Bionic arms controlled wirelessly by people's thoughts are coming closer to reality as the result of research at the University of Minnesota that seeks to eliminate the need for risky surgical brain implants in order to work.
Researcher Bin He and colleagues reported on Wednesday the successful use of sensors in a cap worn on the head that interpret brain signals and instruct a robotic arm to make corresponding movements.
Tests with eight study subjects found their thoughts could instruct an arm to complete a variety of real-world tasks, such as picking up a block and putting it on a rack.
"This is the first time in the world that people can operate a robotic arm to reach and grasp objects in a complex 3-D environment using only their thoughts without a brain implant," said He, who directs the U's Institute for Engineering in Medicine and its Center for Neuroengineering.
"Just by imagining moving their arms, they were able to move the robotic arm."
While other clinical studies have successfully used a "brain-computer interface" to control a robotic arm, they required the use of implants that would be close enough to the neurons — the thinking cells of the brain — to record their signals.
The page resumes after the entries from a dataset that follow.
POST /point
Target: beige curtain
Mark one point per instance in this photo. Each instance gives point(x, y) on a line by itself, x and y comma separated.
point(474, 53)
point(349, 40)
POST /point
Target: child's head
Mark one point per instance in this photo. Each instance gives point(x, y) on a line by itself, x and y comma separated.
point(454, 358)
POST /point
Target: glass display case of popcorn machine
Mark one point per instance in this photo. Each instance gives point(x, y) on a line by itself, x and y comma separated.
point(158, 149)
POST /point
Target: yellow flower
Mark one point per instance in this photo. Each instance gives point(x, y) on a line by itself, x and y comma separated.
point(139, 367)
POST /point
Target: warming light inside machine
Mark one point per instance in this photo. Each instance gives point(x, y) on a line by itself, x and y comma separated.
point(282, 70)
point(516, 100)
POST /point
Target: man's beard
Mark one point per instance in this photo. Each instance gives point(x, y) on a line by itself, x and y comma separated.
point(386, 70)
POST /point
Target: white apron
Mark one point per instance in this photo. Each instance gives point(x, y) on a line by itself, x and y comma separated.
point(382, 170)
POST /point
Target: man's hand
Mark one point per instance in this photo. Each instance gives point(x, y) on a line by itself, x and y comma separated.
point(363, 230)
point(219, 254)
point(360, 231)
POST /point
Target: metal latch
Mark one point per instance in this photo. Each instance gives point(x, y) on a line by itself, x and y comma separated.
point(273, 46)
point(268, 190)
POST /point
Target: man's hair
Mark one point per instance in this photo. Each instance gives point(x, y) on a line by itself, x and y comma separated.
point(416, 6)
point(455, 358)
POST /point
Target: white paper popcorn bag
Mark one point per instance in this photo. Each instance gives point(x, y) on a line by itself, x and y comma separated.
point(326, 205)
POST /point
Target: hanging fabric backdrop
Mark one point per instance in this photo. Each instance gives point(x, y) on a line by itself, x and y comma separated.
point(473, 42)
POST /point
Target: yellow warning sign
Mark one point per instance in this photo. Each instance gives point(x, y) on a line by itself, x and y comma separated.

Attempts to use external sensors were unsuccessful because the skull created too much interference for the sensors to pick up the neural signals.
He's innovation was the development of software that allowed the sensors to filter the interference and correctly interpret the movement instructions the brain was trying to send.
"We figured out how to pick up the real brain signal out of the huge background noise ... and decode its intention," He said.